TLDR
- Enzyme collects access fees in MLN
- Token inflation is used to fund protocol maintenance and development.
- Protocol access with MLN began for the first time with the launch of Enzyme v4 in March 2022. V4 vaults now need to access the protocol by using MLN.
- On 9th August, 2022, a burn of 54,669 MLN tokens occurred automatically.
- To date, 382,125 MLN tokens have been burned. This figure can be tracked here.
- The MLN collected by the protocol is unlikely to offer any value to the MLN token in the short term given that inflation is likely to exceed the amount burnt for many years to come.
Enzyme was first deployed to main-net (as Melon) three and a half years ago. The protocol’s governance methodology and its token’s economic utility have evolved over that time. This blog post will serve to aggregate the latest state of tokenomics and governance in one place.
Part I: Utility & Network Value
AUM-based Access
In essence, MLN is a utility token which gives you access to the protocol. The network collects access tokens in MLN. The number of MLN you need to access the network is equivalent to 25 basis points of the AUM linked to your usage of the protocol. Once collected, these tokens are automatically burned.
This applies to vaults on v4. If users fail to pay fees in MLN, they will get penalised for this because the protocol will dilute their vault shares by 50bps.
Token Burn Monitoring
The aggregation of MLN burnt can be monitored here.
The MLN collected by the protocol is highly unlikely to offer any value to the MLN token in the short term given that inflation is likely to exceed the amount burnt for many years to come (see next section).
Part II: Development, Maintenance & Security
On the other side of the equation is the ability for the minter contract to mint new tokens. Enzyme’s supply began with a low number of tokens, and the minter contract allows it to mint 300,600 tokens every March.
The Enzyme Council DAO can review grant applications and allocate those funds to projects, developers, maintainers and auditors who they believe can add value to the Enzyme ecosystem.

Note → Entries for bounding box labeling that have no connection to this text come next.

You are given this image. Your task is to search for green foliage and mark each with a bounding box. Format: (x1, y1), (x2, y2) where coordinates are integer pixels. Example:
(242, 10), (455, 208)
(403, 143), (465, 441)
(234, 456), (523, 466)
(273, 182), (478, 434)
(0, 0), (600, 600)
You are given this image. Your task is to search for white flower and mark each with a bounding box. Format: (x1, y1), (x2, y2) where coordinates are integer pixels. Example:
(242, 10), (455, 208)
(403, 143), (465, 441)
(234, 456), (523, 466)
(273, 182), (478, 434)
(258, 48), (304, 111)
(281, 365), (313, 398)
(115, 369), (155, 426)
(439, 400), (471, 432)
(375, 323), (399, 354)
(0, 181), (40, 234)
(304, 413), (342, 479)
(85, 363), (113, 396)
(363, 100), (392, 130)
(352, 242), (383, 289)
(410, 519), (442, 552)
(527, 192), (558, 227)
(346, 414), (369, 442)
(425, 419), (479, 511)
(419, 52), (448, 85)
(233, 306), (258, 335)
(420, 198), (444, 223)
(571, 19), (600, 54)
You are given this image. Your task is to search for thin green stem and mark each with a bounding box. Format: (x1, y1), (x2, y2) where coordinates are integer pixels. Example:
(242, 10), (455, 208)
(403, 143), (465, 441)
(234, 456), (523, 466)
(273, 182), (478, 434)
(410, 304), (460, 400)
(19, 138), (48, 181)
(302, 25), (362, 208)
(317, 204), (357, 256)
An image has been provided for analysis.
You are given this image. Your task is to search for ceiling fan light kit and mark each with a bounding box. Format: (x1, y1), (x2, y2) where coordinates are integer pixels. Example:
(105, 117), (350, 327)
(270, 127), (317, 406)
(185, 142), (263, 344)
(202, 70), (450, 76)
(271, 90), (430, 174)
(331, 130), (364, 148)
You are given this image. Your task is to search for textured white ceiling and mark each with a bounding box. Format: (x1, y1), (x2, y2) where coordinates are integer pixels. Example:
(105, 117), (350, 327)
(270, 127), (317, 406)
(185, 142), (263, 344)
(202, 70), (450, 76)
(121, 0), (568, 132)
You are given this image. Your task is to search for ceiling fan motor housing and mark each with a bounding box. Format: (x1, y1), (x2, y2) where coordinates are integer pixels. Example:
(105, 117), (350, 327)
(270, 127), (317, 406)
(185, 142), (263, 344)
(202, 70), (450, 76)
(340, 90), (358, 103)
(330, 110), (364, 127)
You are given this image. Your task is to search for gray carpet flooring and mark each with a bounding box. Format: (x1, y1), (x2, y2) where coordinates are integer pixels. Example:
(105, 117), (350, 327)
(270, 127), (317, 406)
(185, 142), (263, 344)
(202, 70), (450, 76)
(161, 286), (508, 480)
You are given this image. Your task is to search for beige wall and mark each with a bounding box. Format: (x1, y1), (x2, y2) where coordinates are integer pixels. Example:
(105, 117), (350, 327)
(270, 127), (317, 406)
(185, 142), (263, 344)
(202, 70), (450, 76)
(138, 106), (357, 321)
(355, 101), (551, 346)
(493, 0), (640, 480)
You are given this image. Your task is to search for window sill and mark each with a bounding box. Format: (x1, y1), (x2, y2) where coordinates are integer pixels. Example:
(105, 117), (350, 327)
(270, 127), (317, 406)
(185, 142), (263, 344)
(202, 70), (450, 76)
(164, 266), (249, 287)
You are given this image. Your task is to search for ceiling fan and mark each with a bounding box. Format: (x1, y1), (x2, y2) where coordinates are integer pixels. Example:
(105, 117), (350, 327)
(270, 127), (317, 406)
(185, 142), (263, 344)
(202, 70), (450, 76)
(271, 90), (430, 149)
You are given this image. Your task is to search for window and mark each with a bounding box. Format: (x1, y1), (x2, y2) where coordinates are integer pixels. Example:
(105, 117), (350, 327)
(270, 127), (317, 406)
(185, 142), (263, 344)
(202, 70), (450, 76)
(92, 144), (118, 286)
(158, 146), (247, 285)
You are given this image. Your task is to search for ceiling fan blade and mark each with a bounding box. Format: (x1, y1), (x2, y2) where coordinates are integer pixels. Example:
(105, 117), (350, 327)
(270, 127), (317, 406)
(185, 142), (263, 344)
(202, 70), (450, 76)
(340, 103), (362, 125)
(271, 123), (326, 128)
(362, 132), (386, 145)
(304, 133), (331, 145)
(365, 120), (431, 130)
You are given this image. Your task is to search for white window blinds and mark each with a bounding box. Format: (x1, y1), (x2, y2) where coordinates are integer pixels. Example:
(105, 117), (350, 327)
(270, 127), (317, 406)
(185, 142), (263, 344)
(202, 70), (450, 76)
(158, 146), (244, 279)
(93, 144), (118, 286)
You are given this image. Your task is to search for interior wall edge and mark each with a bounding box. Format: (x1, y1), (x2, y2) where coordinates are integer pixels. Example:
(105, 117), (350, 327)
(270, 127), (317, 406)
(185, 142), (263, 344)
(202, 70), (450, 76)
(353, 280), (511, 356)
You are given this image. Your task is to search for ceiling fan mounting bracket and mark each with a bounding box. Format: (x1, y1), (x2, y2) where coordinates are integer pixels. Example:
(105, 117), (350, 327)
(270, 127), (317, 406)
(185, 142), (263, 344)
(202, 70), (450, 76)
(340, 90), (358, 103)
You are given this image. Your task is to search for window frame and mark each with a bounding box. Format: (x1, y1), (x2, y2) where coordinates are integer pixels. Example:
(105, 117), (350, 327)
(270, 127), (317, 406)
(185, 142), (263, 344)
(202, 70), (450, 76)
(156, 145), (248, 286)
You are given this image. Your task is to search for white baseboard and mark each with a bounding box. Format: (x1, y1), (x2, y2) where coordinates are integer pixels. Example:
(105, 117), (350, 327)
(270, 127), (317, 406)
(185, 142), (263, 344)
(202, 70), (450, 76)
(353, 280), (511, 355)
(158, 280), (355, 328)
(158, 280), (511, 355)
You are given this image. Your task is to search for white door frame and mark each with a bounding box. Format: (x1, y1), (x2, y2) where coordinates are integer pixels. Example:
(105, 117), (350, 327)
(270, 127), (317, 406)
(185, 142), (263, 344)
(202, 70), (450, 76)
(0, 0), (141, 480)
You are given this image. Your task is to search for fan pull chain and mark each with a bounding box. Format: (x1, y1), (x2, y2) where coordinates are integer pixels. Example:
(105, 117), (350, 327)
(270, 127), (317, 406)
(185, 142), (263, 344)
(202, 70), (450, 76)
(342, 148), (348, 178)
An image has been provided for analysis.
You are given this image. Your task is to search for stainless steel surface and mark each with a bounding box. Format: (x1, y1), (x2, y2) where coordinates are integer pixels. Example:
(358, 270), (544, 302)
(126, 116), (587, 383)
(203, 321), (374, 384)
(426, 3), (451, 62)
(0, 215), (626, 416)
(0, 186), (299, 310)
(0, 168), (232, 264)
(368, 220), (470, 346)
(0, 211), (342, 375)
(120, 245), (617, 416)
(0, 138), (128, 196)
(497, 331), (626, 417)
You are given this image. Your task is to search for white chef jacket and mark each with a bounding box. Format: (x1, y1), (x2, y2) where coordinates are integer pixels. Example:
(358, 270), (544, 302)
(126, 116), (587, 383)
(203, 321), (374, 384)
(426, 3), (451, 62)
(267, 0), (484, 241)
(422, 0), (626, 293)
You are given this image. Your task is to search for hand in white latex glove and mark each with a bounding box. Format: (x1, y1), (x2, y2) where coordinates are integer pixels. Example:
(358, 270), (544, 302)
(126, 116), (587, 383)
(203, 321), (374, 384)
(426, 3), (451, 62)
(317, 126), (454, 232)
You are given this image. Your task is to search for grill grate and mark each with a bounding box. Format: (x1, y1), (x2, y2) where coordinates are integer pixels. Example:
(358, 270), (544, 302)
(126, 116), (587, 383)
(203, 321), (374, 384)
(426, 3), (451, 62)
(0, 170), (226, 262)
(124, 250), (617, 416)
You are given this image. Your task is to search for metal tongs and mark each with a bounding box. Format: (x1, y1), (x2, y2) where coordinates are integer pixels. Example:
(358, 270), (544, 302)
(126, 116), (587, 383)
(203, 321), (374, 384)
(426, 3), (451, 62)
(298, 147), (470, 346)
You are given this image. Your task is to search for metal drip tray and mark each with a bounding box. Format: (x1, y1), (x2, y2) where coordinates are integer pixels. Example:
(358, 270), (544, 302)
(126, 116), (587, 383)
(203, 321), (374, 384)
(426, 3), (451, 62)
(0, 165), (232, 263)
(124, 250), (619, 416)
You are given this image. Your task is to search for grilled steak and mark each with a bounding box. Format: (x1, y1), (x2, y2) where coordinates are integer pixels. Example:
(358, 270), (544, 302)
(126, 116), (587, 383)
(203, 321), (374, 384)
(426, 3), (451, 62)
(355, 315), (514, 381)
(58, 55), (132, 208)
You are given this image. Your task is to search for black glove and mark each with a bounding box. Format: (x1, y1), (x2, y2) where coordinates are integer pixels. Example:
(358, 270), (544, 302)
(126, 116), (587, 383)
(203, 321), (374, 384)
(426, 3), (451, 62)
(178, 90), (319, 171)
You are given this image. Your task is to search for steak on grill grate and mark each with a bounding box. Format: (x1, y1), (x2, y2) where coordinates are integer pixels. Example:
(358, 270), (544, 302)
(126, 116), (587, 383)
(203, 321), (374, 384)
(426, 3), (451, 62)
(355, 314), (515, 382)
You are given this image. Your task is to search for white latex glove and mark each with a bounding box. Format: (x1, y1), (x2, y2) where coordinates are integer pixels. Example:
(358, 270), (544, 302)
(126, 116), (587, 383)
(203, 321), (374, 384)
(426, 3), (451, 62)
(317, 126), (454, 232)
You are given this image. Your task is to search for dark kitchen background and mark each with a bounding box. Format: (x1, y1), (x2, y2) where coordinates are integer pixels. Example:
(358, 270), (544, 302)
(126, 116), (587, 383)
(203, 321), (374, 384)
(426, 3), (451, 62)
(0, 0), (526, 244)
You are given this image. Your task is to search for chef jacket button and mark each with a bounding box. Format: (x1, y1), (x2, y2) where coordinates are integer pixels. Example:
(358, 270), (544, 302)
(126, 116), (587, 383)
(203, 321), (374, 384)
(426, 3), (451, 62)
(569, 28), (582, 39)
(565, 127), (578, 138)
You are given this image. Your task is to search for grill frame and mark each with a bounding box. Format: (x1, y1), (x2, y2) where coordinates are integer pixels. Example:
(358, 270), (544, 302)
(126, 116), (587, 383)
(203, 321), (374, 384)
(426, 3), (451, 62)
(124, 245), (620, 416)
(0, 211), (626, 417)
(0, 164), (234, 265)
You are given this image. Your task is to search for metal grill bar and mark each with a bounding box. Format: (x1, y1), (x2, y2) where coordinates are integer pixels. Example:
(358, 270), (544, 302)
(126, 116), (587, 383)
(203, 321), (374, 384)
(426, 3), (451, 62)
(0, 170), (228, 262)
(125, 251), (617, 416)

Some example of grantees over the last year include Avantgarde, who pitched to take over core development of the protocol in the last bear market, Exponent who are building treasury management products on top of Enzyme, Theo who built the PoolTogether adapter, Atlantis DAO who are adding Enzyme to their Metaverse and many more. Earlier this year we moved many of the Council decisions to Snapshot for greater transparency.
Part III: Governance
As the DAO membership grows, this has not come without some pain points and frustrations which have forced us to iterate on processes.
Two major initiatives in recent months are worth highlighting:
- An improvement proposal was voted in to delegate specialised responsibilities to various council members. The background and rationale behind this decision can be found here.
- The introduction of minimum participation requirements for the council members. Many metrics are easily measurable and therefore subject to easy implementation of minimum requirements. The Council has self-imposed a minimum requirement of participating in at least 33% of all votes and attending at least 50% of all calls. The goal is to leverage tooling to automate these metrics, make them more transparent and review them periodically. Members of council who fall below the minimum threshold for a period of 3 months will be warned and, after 6 months, removed from the council if no improvement is seen.
The most up to date information on who is on the council can be found in our docs here.
Part IV: $MLN Token Supply
MLN is a utility token, and can mint 300,600 MLN per year. These tokens are intended to fund critical development, maintenance and marketing activities. Unspent tokens may be burned but we do not anticipate this to be a common occurrence in the early stage of the protocol.